Kinguin was launched in 2013 and we managed to scale the operation considerably, from 3.5M USD revenue in the first year to almost 85M USD with a staff of 150 five years later.
From the start, our business model was unique. Nobody else operated a truly specialized, highly automated gamers-focused marketplace with a minimal frictioned experience.
The shift from physical to digital within videogames distribution was just starting to accelerate at scale. (Graph below)
The fragmented merchants community (mostly physical distribution businesses) discovered a major new distribution channel to improve sales in the physical space.
In 2015, based on the European Directive for VAT (Council Implementing Regulation (EU) No 1042/2013), Kinguin became the only fully compliant marketplace with full service on behalf of its merchant community. The full service which includes automated reporting of VAT duties to EU’s 28 countries. This enabled small businesses to operate at scale within the European market and compete with established distribution businesses. On other platforms, merchants face significant hurdles when responsible for reporting VAT duties and face potential liabilities.
Between 2015 and 2018, Kinguin witnessed and engaged in the phenomenon known as esports, and quickly realized that esports was the next frontier of gaming. Small developers and major publishers alike spent major enormous resources developing their esports strategies, with varying levels of success. As a small business, our strategy was to bring considerable value to the community and tackle esports from angles that were either seen as too early, or completely overlooked by other brands.
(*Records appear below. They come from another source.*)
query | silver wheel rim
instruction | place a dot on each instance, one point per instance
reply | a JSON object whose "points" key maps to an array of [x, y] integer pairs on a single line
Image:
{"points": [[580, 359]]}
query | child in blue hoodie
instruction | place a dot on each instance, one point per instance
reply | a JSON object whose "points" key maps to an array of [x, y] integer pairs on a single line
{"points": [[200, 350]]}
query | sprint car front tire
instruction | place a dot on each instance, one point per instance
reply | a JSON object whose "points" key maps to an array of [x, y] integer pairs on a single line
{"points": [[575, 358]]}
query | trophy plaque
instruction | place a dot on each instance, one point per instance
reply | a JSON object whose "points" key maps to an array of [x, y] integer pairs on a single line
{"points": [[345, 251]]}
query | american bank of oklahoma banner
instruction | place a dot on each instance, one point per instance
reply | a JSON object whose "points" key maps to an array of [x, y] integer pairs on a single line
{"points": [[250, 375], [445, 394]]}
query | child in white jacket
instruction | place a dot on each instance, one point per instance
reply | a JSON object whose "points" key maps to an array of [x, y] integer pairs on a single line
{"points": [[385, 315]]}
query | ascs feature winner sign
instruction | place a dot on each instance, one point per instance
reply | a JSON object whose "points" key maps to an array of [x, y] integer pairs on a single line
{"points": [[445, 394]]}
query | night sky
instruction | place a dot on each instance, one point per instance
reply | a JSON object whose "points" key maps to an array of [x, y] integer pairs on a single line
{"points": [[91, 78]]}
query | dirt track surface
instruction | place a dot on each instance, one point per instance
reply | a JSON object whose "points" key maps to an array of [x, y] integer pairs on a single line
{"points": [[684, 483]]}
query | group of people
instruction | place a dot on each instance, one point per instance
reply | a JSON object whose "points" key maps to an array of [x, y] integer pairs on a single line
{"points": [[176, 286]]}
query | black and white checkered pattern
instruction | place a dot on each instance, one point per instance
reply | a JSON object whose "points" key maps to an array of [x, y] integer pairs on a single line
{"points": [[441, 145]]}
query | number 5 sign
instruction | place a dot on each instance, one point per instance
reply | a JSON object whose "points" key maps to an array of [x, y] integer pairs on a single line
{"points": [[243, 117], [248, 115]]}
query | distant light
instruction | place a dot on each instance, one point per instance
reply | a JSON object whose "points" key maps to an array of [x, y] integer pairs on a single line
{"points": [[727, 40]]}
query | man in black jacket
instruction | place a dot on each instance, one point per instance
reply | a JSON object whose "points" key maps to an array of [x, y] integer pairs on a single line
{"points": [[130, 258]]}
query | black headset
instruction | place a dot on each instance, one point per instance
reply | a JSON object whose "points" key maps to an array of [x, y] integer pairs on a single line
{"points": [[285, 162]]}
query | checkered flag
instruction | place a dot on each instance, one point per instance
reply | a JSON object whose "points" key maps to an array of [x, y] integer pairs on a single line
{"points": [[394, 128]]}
Initiatives like early major cooperation with the world’s best esports brands (Team SoloMid, Cloud 9, Fnatic, NiP, G2 Esports, ESL, and Dreamhack), developing our own professional esports team, or building the Esports Performance Center in Warsaw, Poland were often considered a standard benchmark in the industry and an inspiration for major brands to follow. This enabled us to achieve something we did not have before – a truly recognizable brand by millions of fans worldwide.
In the same period, many other businesses tried to emulate the Kinguin model, bringing intense competition to the market and lowering margins for all parties. The video game landscape itself also changed considerably. The rise of MOBAs and free- to- play gaming like Fortnite and APEX in the western hemisphere brought additional challenges to Kinguin and similar platforms. Closed ecosystems, highly engaging, addictive game mechanics, low barrier-to-entry and free-to-play models encouraged us to rethink some of the fundamentals behind our current business models.